Gazze, Ah Gazze…
Bazen olur ki cereyan eden bir olayı anlamak, ifade etmek çok zordur. Ben şahsen yüz gününü aşan Gazze katliamını ve dünyanın buna bakışını anlamak ve bunu ifade eden bir kelime ve tabir bulmak konusunda tam bir acziyet hali içindeyim. Sanırım aynı durumu bir tek ben yaşamıyorum. Dini, edebi literatür dağarcığımdaki kelimeleri karıştırıp duruyorum, “işte bu” deyip de her defasında kelimenin eksik bir tarafının kaldığını hissediyorum. Hani dil bilgim de o kadar zayıf değil. İyi derece Arapçam ve eski Türkçem var. Anadilim Kürtçe ile beraber Farsçayı da az çok biliyorum, ama bunların hiçbiri sadra şifa olmuyor maalesef.

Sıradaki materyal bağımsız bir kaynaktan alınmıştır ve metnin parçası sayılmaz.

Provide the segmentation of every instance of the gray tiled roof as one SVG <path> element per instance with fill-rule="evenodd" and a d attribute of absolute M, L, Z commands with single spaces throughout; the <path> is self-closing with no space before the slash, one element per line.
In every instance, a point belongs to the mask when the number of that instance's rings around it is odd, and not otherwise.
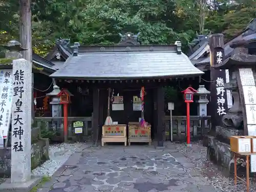
<path fill-rule="evenodd" d="M 70 57 L 52 77 L 119 79 L 200 75 L 204 73 L 183 53 L 109 52 L 79 53 Z"/>
<path fill-rule="evenodd" d="M 239 36 L 237 38 L 234 38 L 233 40 L 231 40 L 230 41 L 228 42 L 228 45 L 227 45 L 224 48 L 224 53 L 225 53 L 225 55 L 226 56 L 226 57 L 230 56 L 230 54 L 233 51 L 233 49 L 231 48 L 231 47 L 229 47 L 229 45 L 233 42 L 235 40 L 237 40 L 238 39 L 243 39 L 245 40 L 249 40 L 250 39 L 254 39 L 256 38 L 256 33 L 252 34 L 243 37 L 242 38 L 242 35 Z M 198 62 L 198 63 L 206 63 L 206 62 L 210 62 L 210 57 L 208 57 L 207 58 L 205 58 L 205 59 L 203 60 L 202 61 L 201 61 L 200 62 Z"/>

Üç buçuk aya yaklaşan bir faciayı dünya nasıl seyretmekle yetinebiliyor? Bu durumu izah edecek psikolog, araştırmacı-yazar, alim yok mu be yahu! Katliamcıları destekleyen ABD ve bazı Avrupa ülkelerini bir tarafa bırakalım. Çünkü bunların neden israilin arkasında durdukları bilinmeyen bir şey değil. Asıl anlaşılması zor olan Müslüman ülke denilen devletlerin duruşları ve de Müslüman halkın da maalesef yeterince olaya tepki gösterememesi, belki de göstermek istememesi… İslam dünyası tarihte birçok saldırılara maruz kaldı; ama tekrar kendine gelebildi, yıkılıp kalmadı. Şu anki hale bir bakın… Sözde 57 adet İslam Ülkesi. Bunların 22 tanesi ise hem Müslüman hem de Arap. Gazze konusunda bunlar ne tepki gösterdiler? Kocaman bir HİÇ! Hadi buyurun, bunu nasıl anlayabilecek, neyle tarif ve tabir edeceksiniz? Bu ülkelerden kimi ise kılını kıpırdatmak şöyle dursun, katliamcıya yardımlarını da kesmiyor. Kimisi ise her tür yardımı ve desteği gizli veya açık yapmaktan da çekinmiyor. Durum bu. Nereden baksan çözümü zor bir muamma.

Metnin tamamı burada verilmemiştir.